The integration shipped, the team is using it, and a senior reviewer is silently absorbing all the quality control. Six months in, they leave or burn out, and there is no governance to replace them. Mitigation: at Stage 2, the reviewer's load is a tracked, named, owned metric — not a footnote.

Stage 3 → 4: The platform vacuum

Each governed integration runs on bespoke infrastructure. Lessons from one don't transfer to another. There is no shared substrate. Mitigation: at Stage 3, deliberately invest in shared logging, evaluation, and incident-response infrastructure — even if it slows the next integration. Without substrate, you stay at Stage 3 forever.

Reading your portfolio

Most AI portfolios I've audited look like this: a long tail of Stage 0 use-cases (invisible to leadership), a cluster of Stage 1 pilots (visible to leadership, mostly failing to advance), a small number of Stage 2 embedded uses (where most of the actual value is being produced), and zero Stage 3 or 4 work.

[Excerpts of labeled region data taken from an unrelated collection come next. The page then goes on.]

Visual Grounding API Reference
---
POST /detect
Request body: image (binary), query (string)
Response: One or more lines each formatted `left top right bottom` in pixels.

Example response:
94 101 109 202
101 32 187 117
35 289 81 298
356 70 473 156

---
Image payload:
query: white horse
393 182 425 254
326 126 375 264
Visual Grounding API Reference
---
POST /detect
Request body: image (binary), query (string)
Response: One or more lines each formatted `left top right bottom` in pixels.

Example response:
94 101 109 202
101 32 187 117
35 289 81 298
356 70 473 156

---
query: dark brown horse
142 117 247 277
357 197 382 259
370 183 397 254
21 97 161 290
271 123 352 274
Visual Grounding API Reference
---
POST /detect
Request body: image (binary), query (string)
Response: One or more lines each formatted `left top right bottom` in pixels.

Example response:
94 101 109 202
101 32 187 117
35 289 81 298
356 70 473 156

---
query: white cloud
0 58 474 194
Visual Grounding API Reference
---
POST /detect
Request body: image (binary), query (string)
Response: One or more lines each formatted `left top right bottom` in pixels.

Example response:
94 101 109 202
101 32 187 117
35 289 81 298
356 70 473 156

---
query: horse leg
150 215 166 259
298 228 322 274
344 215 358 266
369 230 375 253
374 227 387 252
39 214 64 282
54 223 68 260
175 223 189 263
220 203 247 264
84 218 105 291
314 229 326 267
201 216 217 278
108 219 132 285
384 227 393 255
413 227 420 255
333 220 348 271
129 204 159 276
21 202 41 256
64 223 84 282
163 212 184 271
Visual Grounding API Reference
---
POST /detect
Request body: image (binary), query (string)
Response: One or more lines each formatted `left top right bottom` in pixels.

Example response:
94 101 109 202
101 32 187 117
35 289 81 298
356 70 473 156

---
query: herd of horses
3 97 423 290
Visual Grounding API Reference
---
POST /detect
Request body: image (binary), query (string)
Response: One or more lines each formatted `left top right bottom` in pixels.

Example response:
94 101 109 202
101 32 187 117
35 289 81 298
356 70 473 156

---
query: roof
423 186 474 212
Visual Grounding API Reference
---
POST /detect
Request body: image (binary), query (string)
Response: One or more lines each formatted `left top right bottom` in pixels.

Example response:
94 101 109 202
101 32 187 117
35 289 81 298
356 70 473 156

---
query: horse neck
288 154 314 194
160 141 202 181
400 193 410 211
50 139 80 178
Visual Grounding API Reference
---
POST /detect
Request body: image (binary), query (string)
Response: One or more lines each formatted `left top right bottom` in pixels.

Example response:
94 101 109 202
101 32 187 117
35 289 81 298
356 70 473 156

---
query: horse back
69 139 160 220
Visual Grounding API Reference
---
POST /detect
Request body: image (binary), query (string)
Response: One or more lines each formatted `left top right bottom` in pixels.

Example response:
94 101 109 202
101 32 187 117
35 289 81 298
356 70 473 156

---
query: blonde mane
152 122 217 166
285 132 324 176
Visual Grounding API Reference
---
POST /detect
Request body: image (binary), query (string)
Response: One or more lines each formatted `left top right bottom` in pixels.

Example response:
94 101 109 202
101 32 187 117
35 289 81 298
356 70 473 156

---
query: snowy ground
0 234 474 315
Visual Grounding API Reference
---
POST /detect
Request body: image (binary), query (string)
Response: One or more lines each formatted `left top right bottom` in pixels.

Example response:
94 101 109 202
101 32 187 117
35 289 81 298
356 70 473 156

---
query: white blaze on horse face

Leadership focus is concentrated on the Stage 1 cluster — exactly where the lowest marginal return on attention exists.

The reallocation move is mechanical: less attention on running more pilots, more attention on graduating existing Stage 2 uses to Stage 3, and a small dedicated investment in Stage 4 substrate. This is unglamorous work. It produces no demos. It is also the only path from "we use AI" to "we have AI infrastructure."

Closing

The pilot is not the goal. The pilot is the cheapest possible test of whether the integration is worth building infrastructure around. The maturity model is the answer to the question every leadership team asks privately and rarely out loud: we've spent eighteen months on AI — what do we have to show for it? If the answer is mostly Stage 1 with a few Stage 2s, that is a real result. It tells you exactly where to invest next. The bad result isn't being early in the maturity curve; the bad result is not knowing where on the curve you are.